There are three signs that indicate issues with SDS-PAGE gel casting. These include bands not being parallel, samples leaking out of the well during or after loading, and bands not separating properly during the appropriate time.
Indicators of SDS-PAGE Issues:
- SDS-PAGE bands are not parallel
- Samples leaking out of the well during or after loading
- Bands are not separating properly despite electrophoresing for adequate time
In this article, we will describe these observations with protein gel polymerization, and provide into what might have gone wrong. Also, for each of these situations, we will have some suggestions for troubleshooting the problem.
Article table of contents:
The protein bands should appear parallel and evenly spaced in a well-executed SDS-PAGE experiment. If the gel is not cast properly or there is an issue with gel polymerization, it may result in uneven wells or slanted gel. This can cause the samples to migrate at different rates, resulting in bands that are not parallel.

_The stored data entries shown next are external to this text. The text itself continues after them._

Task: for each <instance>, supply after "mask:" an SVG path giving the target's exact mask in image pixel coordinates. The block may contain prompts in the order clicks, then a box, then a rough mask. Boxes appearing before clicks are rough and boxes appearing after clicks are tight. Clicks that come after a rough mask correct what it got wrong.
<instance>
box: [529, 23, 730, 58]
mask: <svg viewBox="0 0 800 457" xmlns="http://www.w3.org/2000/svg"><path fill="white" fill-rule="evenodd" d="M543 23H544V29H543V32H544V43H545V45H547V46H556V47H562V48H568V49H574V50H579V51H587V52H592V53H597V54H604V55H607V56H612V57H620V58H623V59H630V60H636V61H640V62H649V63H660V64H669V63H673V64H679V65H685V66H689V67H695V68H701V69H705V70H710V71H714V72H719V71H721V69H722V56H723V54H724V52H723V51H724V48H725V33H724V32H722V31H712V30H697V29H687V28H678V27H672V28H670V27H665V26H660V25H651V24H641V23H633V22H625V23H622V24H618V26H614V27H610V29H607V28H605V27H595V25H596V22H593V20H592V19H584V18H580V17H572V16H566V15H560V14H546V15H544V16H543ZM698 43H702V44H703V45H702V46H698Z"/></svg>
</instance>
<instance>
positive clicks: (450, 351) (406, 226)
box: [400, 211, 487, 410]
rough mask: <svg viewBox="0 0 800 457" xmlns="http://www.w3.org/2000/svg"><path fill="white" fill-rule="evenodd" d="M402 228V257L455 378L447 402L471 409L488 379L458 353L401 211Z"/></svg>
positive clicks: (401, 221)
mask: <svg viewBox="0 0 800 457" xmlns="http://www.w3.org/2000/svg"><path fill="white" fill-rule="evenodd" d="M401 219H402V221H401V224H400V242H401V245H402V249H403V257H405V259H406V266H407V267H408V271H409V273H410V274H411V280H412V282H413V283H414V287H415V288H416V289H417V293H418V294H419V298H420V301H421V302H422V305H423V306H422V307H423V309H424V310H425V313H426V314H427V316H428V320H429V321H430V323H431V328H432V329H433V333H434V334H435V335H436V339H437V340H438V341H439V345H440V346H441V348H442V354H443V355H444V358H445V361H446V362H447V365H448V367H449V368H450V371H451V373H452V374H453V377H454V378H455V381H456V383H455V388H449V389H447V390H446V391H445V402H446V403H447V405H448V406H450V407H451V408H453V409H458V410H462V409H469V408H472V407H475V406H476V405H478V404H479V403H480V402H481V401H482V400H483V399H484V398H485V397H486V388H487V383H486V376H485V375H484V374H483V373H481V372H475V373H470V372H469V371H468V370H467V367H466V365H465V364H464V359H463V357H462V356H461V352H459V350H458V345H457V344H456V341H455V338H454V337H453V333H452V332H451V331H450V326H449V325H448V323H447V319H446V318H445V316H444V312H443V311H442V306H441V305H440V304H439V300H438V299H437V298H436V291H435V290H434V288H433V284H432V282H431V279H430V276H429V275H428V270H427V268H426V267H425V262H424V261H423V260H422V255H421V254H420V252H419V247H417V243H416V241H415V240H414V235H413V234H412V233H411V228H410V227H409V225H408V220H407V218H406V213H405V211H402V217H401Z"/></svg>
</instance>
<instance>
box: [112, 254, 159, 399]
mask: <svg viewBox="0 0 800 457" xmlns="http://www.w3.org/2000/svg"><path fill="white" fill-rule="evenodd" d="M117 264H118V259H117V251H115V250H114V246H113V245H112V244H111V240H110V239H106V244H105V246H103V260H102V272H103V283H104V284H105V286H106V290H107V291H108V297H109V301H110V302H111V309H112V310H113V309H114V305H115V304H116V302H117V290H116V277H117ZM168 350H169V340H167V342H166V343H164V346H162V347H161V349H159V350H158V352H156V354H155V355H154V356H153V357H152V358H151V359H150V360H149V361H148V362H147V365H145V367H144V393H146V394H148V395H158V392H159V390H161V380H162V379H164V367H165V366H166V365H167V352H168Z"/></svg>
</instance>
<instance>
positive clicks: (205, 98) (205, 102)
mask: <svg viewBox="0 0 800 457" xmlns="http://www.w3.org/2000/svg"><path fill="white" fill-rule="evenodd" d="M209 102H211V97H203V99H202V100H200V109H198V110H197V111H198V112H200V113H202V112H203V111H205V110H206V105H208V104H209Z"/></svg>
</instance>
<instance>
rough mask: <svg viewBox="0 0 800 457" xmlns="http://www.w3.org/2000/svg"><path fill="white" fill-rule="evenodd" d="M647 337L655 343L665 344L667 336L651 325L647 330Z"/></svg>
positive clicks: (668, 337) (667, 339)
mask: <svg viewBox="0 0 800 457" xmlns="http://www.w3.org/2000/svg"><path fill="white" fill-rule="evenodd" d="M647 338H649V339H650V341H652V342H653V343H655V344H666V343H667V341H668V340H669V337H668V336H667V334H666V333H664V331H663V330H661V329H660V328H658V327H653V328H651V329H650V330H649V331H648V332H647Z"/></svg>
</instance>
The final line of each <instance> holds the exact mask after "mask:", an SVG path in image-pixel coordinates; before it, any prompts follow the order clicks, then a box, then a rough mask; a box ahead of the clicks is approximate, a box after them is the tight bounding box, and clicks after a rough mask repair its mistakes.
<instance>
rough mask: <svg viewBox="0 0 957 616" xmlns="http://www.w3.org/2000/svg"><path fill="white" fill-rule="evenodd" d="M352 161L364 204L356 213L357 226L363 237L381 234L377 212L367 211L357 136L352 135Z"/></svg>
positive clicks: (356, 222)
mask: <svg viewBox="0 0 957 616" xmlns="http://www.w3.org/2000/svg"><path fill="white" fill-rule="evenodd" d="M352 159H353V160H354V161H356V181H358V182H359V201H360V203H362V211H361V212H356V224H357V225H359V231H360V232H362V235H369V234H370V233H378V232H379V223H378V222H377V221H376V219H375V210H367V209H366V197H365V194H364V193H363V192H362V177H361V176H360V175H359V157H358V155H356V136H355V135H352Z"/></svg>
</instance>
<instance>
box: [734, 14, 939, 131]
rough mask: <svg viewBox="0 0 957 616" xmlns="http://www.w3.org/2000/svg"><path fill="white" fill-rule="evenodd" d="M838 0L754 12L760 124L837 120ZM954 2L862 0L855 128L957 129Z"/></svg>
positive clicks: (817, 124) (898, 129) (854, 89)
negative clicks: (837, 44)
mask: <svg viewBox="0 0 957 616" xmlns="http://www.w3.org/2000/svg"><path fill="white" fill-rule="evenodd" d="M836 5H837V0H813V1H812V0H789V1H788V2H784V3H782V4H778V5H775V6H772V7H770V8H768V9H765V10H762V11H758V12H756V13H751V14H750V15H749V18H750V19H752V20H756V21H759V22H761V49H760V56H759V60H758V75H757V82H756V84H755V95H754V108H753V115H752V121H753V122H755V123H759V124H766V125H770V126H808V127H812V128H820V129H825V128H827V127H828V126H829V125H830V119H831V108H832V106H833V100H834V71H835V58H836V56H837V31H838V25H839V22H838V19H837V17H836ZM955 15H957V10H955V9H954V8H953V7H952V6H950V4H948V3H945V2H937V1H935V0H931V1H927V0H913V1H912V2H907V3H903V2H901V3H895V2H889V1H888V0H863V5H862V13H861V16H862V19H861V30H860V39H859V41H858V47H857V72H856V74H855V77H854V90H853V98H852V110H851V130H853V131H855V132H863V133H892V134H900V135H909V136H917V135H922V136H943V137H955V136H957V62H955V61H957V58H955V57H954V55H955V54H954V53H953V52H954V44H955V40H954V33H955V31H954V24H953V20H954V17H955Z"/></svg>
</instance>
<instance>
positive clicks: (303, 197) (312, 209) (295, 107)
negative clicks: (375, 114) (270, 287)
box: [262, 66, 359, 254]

Figure 1. Illustration of bands migrating at different rates with bands that are not parallel.
First troubleshooting suggestion: Before loading samples and running the gel, ensure your gel has indeed polymerized. If needed, use a higher concentration (start with one percent higher than what you had run it at) of acrylamide in your gel.

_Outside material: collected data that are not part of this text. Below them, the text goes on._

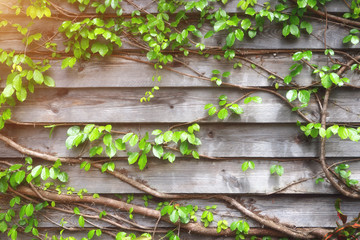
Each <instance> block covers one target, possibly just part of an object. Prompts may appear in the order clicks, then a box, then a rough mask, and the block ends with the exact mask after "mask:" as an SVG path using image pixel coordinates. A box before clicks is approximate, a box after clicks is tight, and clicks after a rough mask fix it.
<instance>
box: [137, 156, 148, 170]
mask: <svg viewBox="0 0 360 240" xmlns="http://www.w3.org/2000/svg"><path fill="white" fill-rule="evenodd" d="M146 163H147V156H146V154H141V156H140V158H139V161H138V165H139V168H140V170H143V169H144V168H145V166H146Z"/></svg>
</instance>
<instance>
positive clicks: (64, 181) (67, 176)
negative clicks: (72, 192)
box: [58, 172, 69, 182]
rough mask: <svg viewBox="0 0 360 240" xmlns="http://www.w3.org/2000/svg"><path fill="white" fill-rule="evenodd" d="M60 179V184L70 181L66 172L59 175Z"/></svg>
mask: <svg viewBox="0 0 360 240" xmlns="http://www.w3.org/2000/svg"><path fill="white" fill-rule="evenodd" d="M58 179H59V181H60V182H67V181H68V180H69V176H68V174H67V173H66V172H61V173H59V174H58Z"/></svg>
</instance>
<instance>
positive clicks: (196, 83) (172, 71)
mask: <svg viewBox="0 0 360 240" xmlns="http://www.w3.org/2000/svg"><path fill="white" fill-rule="evenodd" d="M124 57H128V56H124ZM130 58H133V59H134V60H128V59H123V58H121V56H113V57H106V58H101V59H100V58H96V57H95V58H93V59H91V61H81V62H79V63H77V64H76V65H75V66H74V67H73V68H67V69H65V70H64V69H61V60H53V61H51V65H52V67H51V68H50V70H49V71H47V72H46V74H48V75H50V76H52V77H53V78H54V79H55V82H56V87H58V88H92V87H96V88H98V87H153V86H155V85H156V86H159V87H160V88H161V87H209V86H215V83H214V82H209V81H206V80H202V79H198V78H196V77H197V76H198V75H197V73H195V72H194V71H192V70H191V69H189V68H188V67H187V66H190V67H191V68H192V69H193V70H195V71H196V72H198V73H200V74H202V75H203V76H206V77H209V78H211V77H212V70H214V69H217V70H219V71H220V72H221V73H223V72H226V71H229V72H230V73H231V75H230V77H228V78H227V79H224V82H226V83H231V84H236V85H240V86H256V87H270V86H274V84H275V82H276V81H278V82H282V80H280V79H278V78H277V79H275V80H274V79H268V77H269V76H270V75H271V74H270V73H268V72H265V71H263V70H262V69H261V68H260V67H257V68H255V69H253V68H252V67H251V66H250V63H248V62H246V61H244V60H239V59H237V60H234V61H231V62H228V61H218V60H215V59H213V58H212V57H209V58H204V57H203V56H197V55H191V57H181V56H179V55H176V58H177V59H178V60H179V61H181V62H183V63H185V64H186V65H187V66H186V65H183V64H181V63H179V62H174V63H173V64H169V66H168V67H169V68H170V69H163V70H157V71H156V70H155V69H154V67H153V66H152V65H151V64H146V63H139V62H136V60H140V61H145V62H147V59H146V58H144V57H142V58H141V57H130ZM248 59H249V60H250V61H252V62H254V63H256V64H258V65H259V66H261V67H263V68H265V69H267V70H269V71H271V72H273V73H274V74H276V75H277V76H280V77H282V78H283V77H285V76H286V75H288V74H289V73H290V70H289V68H290V67H291V65H293V63H294V62H293V61H292V60H291V55H290V54H276V53H274V54H267V55H262V56H252V57H251V56H250V57H248ZM338 60H339V61H341V62H344V61H345V60H343V59H341V58H339V59H338ZM237 61H239V62H241V63H242V64H243V67H242V68H241V69H240V68H237V69H234V68H233V64H234V63H235V62H237ZM311 63H313V64H317V65H318V66H325V65H328V58H327V57H325V56H324V55H323V54H322V53H320V54H316V53H314V55H313V58H312V61H311ZM139 67H141V71H139ZM9 72H10V68H8V67H5V66H3V65H0V76H1V78H2V79H6V74H7V73H9ZM100 72H101V77H99V73H100ZM311 72H312V70H311V69H310V68H309V67H307V66H304V68H303V70H302V72H301V74H300V75H299V76H297V77H295V78H294V80H293V81H294V82H295V83H297V84H298V85H301V86H308V85H310V84H313V83H314V82H315V81H318V79H317V78H315V77H314V75H311ZM155 74H158V75H160V76H161V77H162V78H161V81H160V82H158V81H155V82H154V81H152V76H153V75H155ZM346 77H348V78H349V79H350V80H351V84H353V85H356V86H359V85H360V81H359V79H360V78H359V74H358V73H354V72H352V71H350V72H348V73H347V75H346ZM4 84H5V82H1V84H0V86H4Z"/></svg>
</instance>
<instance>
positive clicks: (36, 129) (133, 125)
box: [0, 123, 360, 158]
mask: <svg viewBox="0 0 360 240" xmlns="http://www.w3.org/2000/svg"><path fill="white" fill-rule="evenodd" d="M168 126H169V125H159V124H150V125H139V124H121V125H113V129H117V130H120V131H125V132H127V131H134V132H136V133H140V134H141V135H143V134H144V133H145V132H146V131H147V132H150V133H151V132H152V131H153V130H154V129H162V130H166V129H167V127H168ZM260 126H261V127H260ZM67 129H68V127H57V128H56V129H55V131H54V134H53V135H52V138H51V139H49V129H45V128H42V127H31V126H30V127H24V128H23V127H18V126H8V127H7V128H6V129H5V131H4V132H3V134H5V135H8V136H10V137H11V138H12V139H14V140H15V141H16V142H18V143H20V144H22V145H24V146H26V147H29V148H33V149H34V150H38V151H41V152H47V153H51V154H53V155H57V156H59V157H80V156H86V155H87V154H86V153H87V151H88V150H87V149H89V147H92V146H93V144H94V143H93V144H90V146H89V145H86V146H85V145H84V146H80V147H78V148H77V149H72V150H67V149H66V147H65V140H66V138H67V135H66V131H67ZM196 135H197V136H198V137H199V138H200V139H201V141H202V145H201V146H200V147H199V148H198V151H199V153H200V154H203V155H207V156H210V157H220V158H223V157H225V158H226V157H228V158H234V157H244V158H247V157H248V158H250V157H254V158H256V157H261V158H262V157H268V158H297V157H300V158H302V157H317V156H318V147H319V142H318V140H317V139H311V138H307V137H305V136H304V135H303V133H302V132H300V130H299V128H298V127H297V126H295V124H282V125H280V126H279V125H277V124H263V125H259V124H232V123H228V124H220V123H218V124H205V123H204V124H201V132H200V133H199V134H196ZM34 143H36V145H34ZM357 146H358V143H356V142H351V141H350V140H341V139H340V138H338V137H332V138H330V139H329V140H328V141H327V145H326V153H327V157H358V156H359V155H360V150H359V148H358V147H357ZM130 151H136V149H130ZM0 154H1V156H3V157H22V154H19V153H18V152H16V151H15V150H13V149H11V148H9V147H7V146H6V145H5V144H3V143H1V144H0ZM118 156H127V155H126V153H125V152H119V155H118Z"/></svg>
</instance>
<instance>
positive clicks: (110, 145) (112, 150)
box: [105, 142, 116, 158]
mask: <svg viewBox="0 0 360 240" xmlns="http://www.w3.org/2000/svg"><path fill="white" fill-rule="evenodd" d="M105 153H106V155H108V156H109V158H112V157H114V156H115V154H116V147H115V144H114V143H113V142H110V144H109V146H106V148H105Z"/></svg>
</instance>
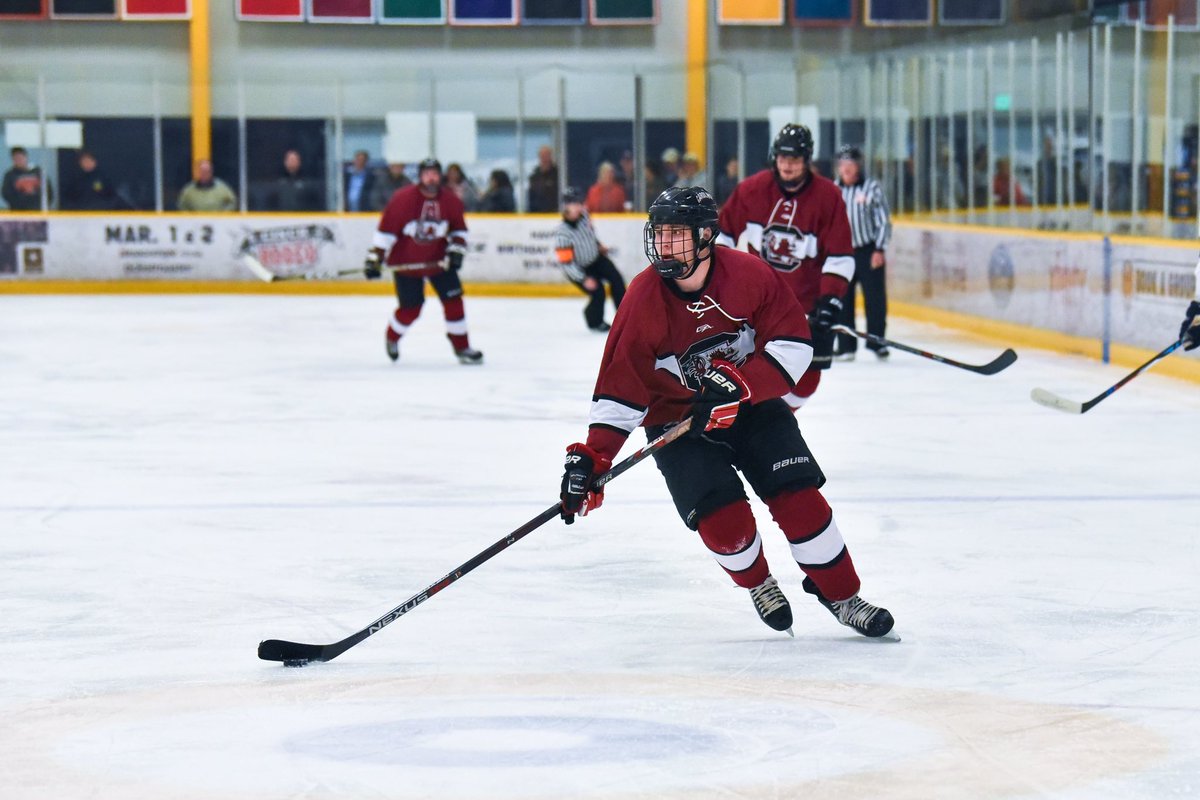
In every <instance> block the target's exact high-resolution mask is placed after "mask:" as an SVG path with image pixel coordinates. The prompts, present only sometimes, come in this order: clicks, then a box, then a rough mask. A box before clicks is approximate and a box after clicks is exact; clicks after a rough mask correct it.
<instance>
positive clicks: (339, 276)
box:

Second troubleshooting suggestion: When you pour the resolving gel, top it with a layer of isopropanol, or even water. You will see that it does not mix with your gel; rather forming a thin uniform layer on top.
When the resolving gel has solidified and you are ready to pour the mix for your stacking gel, just remove the isopropanol or water first by simply inverting the gel casting apparatus. Then pour your stacking gel mix.
This practice makes the stacking-resolving gel interface uniform – helping with coherent band separation when you run the gel.
Keeping the stacking-resolving gel interface linear across the entire gel is indeed very important. It ensures that your samples in each well start the electrophoretic separation at the same baseline. Ultimately, this helps in uniform band separation across all lanes in your gel.
Samples can leak if wells have been damaged during gel comb removal or during sample loading. This may also happen if you are using an old gel.
The result is a distorted protein gel which may show missing or uneven protein bands in the area around the well where the sample leaked.
This can result in incomplete separation and identification of the proteins of interest, or even contamination of one well’s sample with that of an adjacent well – leading to erroneous results.
So, it is important to avoid sample leakage during SDS-PAGE to ensure accurate and reliable protein separation and identification.
Figure 2. Illustration shows samples leaking out of the wells.
Troubleshooting suggestion: Extra care is required while pulling out the comb from the polymerized gel. Always remove the comb after putting the gel in the running chamber filled with running buffer.
A good practice is to fill the wells with a little bit of gel loading dye to detect any leakage prior to loading samples. Also, during loading, be careful not to touch the sides or bottom of the wells with the loading needle or pipette tips to avoid accidentally puncturing the wells.
If using precast gels, try to use ones that are not too old.
If bands are not separating properly, there might be issues with resolving gel concentration. As a result, the protein gel may appear as a smeared or blurry band instead of distinct, well-defined protein bands.
Figure 3. Illustrates protein bands not separating the way they should, resulting in a smeared or blurry gel.
Troubleshooting suggestion: Try a lower acrylamide percentage in your gel. You might need to optimize the gel pore size, especially for proteins with high molecular weights.
An electrophoresis gel, like a polyacrylamide gel in this case, is like a mesh. The protein samples pass through the pores in that mesh due to the electric current. The higher the acrylamide concentration of your gel, the smaller the pores.
For proteins with large molecular weights, you’d need bigger pores in the gel for them to migrate. Because of this, you might want a lower acrylamide percentage gel if proteins in your sample are large; or if you see them migrating very slowly even after running the gel for a long time.